13 Abril 2018
“O Papa espera reunir-se novamente com os bispos chilenos em Roma e esperamos que, nesta ocasião, os problemas a serem resolvidos sejam realmente resolvidos. É quase óbvio que o bispo Barros terá que deixar o cargo. Mas só ele? Que informações chegaram a Francisco no relatório de Scicluna que poderiam servir para o episcopado livrar-se da dolorosa situação em que se encontra? A saída de Barros, a esta altura, é quase irrelevante. O problema do episcopado chileno é antigo e muito maior. Do contrário, Barros não seria bispo de Osorno”, escreve Jorge Costadoat, teólogo jesuíta chileno, em artigo publicado por Religión Digital, 12-04-2018. A tradução é de André Langer.

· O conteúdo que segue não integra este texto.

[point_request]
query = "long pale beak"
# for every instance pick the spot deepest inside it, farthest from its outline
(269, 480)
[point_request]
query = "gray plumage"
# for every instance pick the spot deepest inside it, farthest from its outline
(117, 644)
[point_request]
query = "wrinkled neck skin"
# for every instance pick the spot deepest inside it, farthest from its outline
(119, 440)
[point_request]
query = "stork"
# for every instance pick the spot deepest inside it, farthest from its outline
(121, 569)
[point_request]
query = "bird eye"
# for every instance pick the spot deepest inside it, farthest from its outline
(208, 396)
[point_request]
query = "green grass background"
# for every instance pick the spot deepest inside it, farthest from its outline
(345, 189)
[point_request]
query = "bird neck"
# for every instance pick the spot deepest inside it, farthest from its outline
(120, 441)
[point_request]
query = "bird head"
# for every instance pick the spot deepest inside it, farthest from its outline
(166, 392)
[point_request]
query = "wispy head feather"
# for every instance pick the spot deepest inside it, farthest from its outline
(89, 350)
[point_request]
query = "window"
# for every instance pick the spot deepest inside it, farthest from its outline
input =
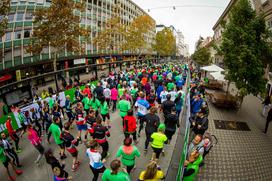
(26, 33)
(11, 17)
(8, 54)
(17, 34)
(17, 52)
(8, 36)
(28, 16)
(20, 17)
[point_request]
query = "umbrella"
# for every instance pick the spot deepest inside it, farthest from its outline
(218, 76)
(212, 68)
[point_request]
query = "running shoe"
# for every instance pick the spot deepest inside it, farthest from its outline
(18, 172)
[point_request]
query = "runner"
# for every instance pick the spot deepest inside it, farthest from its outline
(99, 133)
(96, 160)
(128, 154)
(141, 106)
(56, 131)
(70, 143)
(36, 141)
(158, 140)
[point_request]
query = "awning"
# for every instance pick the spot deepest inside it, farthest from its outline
(5, 77)
(218, 76)
(212, 68)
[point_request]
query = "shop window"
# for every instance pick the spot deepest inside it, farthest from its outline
(17, 52)
(26, 33)
(17, 34)
(11, 17)
(19, 16)
(8, 36)
(28, 16)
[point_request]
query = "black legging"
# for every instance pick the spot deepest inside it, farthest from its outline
(147, 140)
(129, 168)
(105, 147)
(14, 156)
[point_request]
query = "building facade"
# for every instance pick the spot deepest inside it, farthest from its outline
(14, 57)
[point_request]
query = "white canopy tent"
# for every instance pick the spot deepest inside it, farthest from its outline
(212, 68)
(218, 76)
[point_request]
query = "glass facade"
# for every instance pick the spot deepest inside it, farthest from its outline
(13, 44)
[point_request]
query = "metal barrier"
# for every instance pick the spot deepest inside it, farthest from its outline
(187, 112)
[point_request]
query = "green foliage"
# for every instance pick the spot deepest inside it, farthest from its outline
(202, 56)
(4, 11)
(58, 26)
(243, 46)
(165, 42)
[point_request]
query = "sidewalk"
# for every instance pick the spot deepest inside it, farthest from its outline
(239, 155)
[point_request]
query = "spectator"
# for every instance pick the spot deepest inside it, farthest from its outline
(199, 123)
(192, 166)
(268, 120)
(115, 173)
(128, 154)
(152, 172)
(171, 122)
(167, 105)
(130, 126)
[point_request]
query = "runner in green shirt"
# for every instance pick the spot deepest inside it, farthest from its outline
(123, 106)
(95, 103)
(56, 131)
(6, 162)
(86, 103)
(115, 173)
(158, 140)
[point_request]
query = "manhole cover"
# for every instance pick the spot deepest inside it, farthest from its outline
(231, 125)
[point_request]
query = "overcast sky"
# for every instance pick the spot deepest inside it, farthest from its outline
(192, 21)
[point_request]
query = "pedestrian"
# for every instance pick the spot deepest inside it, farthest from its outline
(152, 121)
(167, 105)
(104, 111)
(96, 160)
(13, 135)
(266, 103)
(158, 140)
(36, 141)
(6, 162)
(171, 123)
(99, 133)
(57, 168)
(268, 120)
(128, 154)
(9, 150)
(142, 107)
(123, 106)
(68, 108)
(56, 131)
(70, 144)
(80, 121)
(115, 173)
(130, 126)
(114, 97)
(152, 172)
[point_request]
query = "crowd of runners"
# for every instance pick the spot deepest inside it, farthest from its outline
(148, 98)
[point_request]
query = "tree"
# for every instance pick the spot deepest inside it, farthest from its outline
(60, 28)
(202, 56)
(244, 42)
(111, 36)
(165, 42)
(4, 11)
(136, 40)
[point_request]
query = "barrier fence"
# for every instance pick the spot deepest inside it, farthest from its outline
(186, 116)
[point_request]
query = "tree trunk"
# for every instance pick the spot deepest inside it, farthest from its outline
(55, 69)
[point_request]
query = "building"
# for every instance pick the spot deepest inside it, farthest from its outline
(17, 64)
(180, 43)
(260, 6)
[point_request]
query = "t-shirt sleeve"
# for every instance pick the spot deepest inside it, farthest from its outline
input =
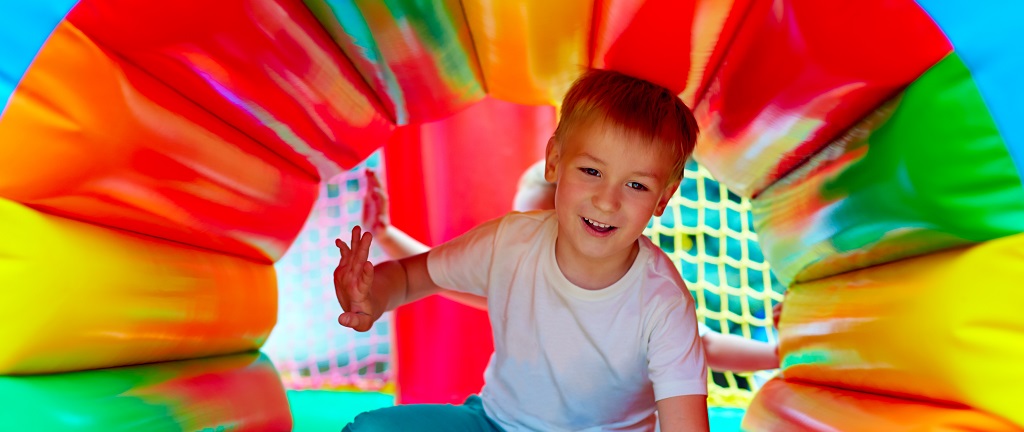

Segundo ele, "está chegando a hora em que as Igrejas locais devem ter uma palavra decisiva na escolha de suas autoridades. Os leigos também teriam que ter mais de um voto. E, certamente, direito a veto, que os osorninos exerceram. Não se pode admitir os bispados 'serem obtidos' na corte vaticana após anos de escalada, churrascos e coquetéis nas nunciaturas. Qual é o peso que as famosas cartas do temível cardeal Medina tiveram nas nomeações de bispos?"
O Papa Francisco declarou: “... Incorri em graves erros de avaliação e percepção da situação, especialmente por falta de informações verdadeiras e equilibradas”. A carta que Francisco enviou aos bispos chilenos continua: “E desde já peço perdão a todos aqueles que ofendi...”. O Papa acerta no tom e no fundo. Mas, acima de tudo, abre a esperança de uma solução para a crise do episcopado chileno e de uma recuperação da confiança nele por parte dos católicos e dos chilenos em geral. Mesmo assim, tudo o que aconteceu, o que certamente ainda não acaba, deixa problemas não resolvidos que afetam a Igreja em todo o mundo e que, no momento, custaram caro demais à Igreja chilena.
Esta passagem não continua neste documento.